On Feb 25, 2012, at 7:45 AM, Scott Ribe <scott_r...@elevated-dev.com> wrote:

> On Feb 25, 2012, at 8:38 AM, Kyle Sluder wrote:
> 
>> Does Harbison & Steele say that pointers converted to integer have the value 
>> zero, or does it say that if(ptr) is identical to if(ptr != 0)?
> 
> It explicitly states that null pointers converted to int are 0, and that 
> other conversions are implementation-defined but round-trip conversions 
> through a large-enough int type produce the original pointer.

Yeah, that's all kinds of wrong. As the standard also explicitly states, 
converting a pointer to integer is not guaranteed to result in a representation 
that fits in any size of integer, and it might be a trap representation. The 
conversion from integer to pointer is similarly implementation-defined.
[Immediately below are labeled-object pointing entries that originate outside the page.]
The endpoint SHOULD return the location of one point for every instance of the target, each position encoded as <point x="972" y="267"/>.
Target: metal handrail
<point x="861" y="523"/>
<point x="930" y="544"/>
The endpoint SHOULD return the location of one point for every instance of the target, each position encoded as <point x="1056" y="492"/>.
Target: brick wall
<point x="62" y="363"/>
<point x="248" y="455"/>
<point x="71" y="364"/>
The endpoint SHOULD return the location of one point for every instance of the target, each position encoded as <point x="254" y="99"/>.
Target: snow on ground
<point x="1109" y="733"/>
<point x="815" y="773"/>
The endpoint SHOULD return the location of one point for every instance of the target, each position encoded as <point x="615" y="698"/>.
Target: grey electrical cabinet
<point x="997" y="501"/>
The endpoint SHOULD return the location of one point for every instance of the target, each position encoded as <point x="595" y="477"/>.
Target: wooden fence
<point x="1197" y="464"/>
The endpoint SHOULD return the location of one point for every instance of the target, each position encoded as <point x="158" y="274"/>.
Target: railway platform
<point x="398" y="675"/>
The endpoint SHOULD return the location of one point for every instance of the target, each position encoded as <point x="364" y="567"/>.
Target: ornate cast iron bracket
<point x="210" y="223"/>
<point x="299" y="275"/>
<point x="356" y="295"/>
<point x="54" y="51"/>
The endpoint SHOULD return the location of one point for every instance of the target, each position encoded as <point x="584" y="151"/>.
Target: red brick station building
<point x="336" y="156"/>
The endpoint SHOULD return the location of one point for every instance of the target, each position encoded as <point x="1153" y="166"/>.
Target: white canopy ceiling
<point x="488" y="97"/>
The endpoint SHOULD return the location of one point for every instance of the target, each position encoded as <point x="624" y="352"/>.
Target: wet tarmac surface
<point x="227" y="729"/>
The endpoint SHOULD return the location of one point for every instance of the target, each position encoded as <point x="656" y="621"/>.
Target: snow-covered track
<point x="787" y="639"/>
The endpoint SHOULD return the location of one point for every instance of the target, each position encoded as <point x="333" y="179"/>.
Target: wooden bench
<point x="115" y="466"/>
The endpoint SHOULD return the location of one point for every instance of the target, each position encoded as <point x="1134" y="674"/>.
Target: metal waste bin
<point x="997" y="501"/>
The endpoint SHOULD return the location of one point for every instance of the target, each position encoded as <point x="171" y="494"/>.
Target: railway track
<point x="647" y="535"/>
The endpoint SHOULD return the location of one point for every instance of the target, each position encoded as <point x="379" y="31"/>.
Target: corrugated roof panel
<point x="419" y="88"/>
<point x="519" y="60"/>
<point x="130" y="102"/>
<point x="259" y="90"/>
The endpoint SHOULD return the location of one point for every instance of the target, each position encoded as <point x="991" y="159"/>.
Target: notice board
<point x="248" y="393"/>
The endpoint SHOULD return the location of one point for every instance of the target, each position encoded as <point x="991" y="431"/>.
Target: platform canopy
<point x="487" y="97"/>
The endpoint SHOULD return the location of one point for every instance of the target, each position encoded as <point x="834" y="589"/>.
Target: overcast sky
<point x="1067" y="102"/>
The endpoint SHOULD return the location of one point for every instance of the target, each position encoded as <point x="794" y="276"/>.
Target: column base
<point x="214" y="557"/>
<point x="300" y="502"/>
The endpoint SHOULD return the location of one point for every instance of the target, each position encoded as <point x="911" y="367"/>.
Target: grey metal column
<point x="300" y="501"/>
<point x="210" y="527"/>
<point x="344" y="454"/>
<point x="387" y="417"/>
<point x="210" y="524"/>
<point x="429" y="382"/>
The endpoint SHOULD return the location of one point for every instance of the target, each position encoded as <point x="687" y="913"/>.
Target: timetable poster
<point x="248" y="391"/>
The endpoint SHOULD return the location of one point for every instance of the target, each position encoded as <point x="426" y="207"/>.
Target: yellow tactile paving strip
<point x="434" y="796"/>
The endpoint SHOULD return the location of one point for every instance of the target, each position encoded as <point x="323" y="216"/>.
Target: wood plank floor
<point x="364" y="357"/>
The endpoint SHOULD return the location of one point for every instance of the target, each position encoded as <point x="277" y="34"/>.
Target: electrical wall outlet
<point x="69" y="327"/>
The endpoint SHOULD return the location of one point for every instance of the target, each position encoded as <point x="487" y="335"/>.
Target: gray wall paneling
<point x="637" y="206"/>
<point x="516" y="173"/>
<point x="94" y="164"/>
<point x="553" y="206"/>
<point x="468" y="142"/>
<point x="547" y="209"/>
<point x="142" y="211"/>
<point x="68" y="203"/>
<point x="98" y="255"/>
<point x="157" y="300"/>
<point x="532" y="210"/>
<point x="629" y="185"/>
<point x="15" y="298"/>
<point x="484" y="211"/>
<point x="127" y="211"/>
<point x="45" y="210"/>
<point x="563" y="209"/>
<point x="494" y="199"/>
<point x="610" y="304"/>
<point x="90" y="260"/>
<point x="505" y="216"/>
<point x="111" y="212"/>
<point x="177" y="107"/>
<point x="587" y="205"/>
The 
only round-trip guaranteed by the standard is pointer-type to pointer-type, and 
then only if the pointer value is correctly aligned for the second pointee 
type, or the second pointer type is pointer-to-void.

> I have a suspicion that this is a normalization in behavior introduced in the 
> standardization process--note that I still have K&R 2nd edition here, and as 
> far as I can tell it simply does not specify what happens when a null pointer 
> is converted to int.

K&R 2nd Ed. was updated for C89, I believe. But regardless, K&R is notoriously 
light on specifics like this. Which is great when you're teaching a language, 
but not nearly as great when you're implementing a compiler that intends to 
support most of the code in the modern world.